Dusting off my Growl Library December 21st, 2011
Patrick Stein

I’ve spent the last few hours dusting off my Common Lisp Growl client library. The last time I worked on it was before the Mac Growl Application supported GNTP (Growl Notification Transport Protocol).

Today, working on it, I’m not quite sure what’s up, but I am not succeeding in communicating with the server using encryption. I’ll have to look more closely. Last time that I worked on it, I extended Ironclad, but I never got those changes pushed fully into Ironclad’s main line. But, I think I’m using the same version of Ironclad that I was using when I tested against the Windows Growl Application. *shrug*

I’ve also run into a snag with the Callbacks. Essentially, your Lisp program could get a callback when the user has clicked on your Growl notification. This actually works except for the fact that I am calling READ-SEQUENCE into a buffer that is longer than the message. The server, I believe, is supposed to close the socket after the callback. But, it does not. So, I am stuck waiting for more bytes that will never come.

Now, I either have to do one of the following:

  • refactor it to use READ-LINE instead
  • switch from using USocket to using IOLib (and hope that :dont-wait works as expected)
  • extend USocket to support SOCKET-RECEIVE even on TCP sockets

Anyone have a preference?

CL-Growl patched for CCL April 29th, 2010
Patrick Stein

Alexandre Paes submitted a patch for my CL-Growl library so it now works with CCL (aka. Clozure, formerly OpenMCL), too.

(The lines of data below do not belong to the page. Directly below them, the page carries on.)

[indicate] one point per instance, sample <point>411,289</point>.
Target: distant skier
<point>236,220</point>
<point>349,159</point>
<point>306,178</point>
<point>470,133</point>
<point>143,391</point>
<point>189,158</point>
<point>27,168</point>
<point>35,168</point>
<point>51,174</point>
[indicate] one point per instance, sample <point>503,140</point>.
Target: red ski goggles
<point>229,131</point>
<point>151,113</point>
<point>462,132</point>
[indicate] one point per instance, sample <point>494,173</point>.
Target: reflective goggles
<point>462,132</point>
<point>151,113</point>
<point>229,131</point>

Here is the source tarball: cl-growl_1.1.2010.04.29.tar.gz and the corresponding GPG signature: cl-growl_1.1.2010.04.29.tar.gz.asc. For other ways to access this code, see the CL-Growl page.

Thank you, Alex!

CL-Growl Slides April 23rd, 2010
Patrick Stein

On Monday, I am giving a lightning talk at the TC Lispers meeting about my Common Lisp Growl client library.

Here are the slides with presenter notes and the accompanying sample code.

CL-Growl client library released April 12th, 2010
Patrick Stein

Growl is a notification system for Mac OS X. You run a Growl server on your machine. Then, applications can send notifications that will be displayed on your desktop. Growl supports a thin network protocol called Growl Talk that programs can use to send notifications to the Growl server (and hence, to your desktop).

Growl is incredibly useful for any program that operates asynchronously with the user. If you want to be notified when some portion of your job completes or when there is a critical error in your web application, Growl is a great tool to have at your disposal.

I wrote an implementation for Common Lisp of the client protocol. Here is a simple example of how you might use it:

(let ((growl:*growl-default-app* "My Lisp Application")
      (growl:*growl-default-host* "localhost")
      (growl:*growl-default-password* "my-growl-password"))
  (growl:register :enabled (list "Warn" "Error")
                  :disabled (list "Info"))
  (growl:notify "Program starting up..."
                :notification "Info")
  (unless (connect-to-database ...)
    (growl:notify "Cannot connect to database!"
                  :title "Critical Error!"
                  :notification "Error"
                  :sticky t
                  :priority 2)))

For more complete usage information and to learn how to obtain the library, see the CL-Growl web page.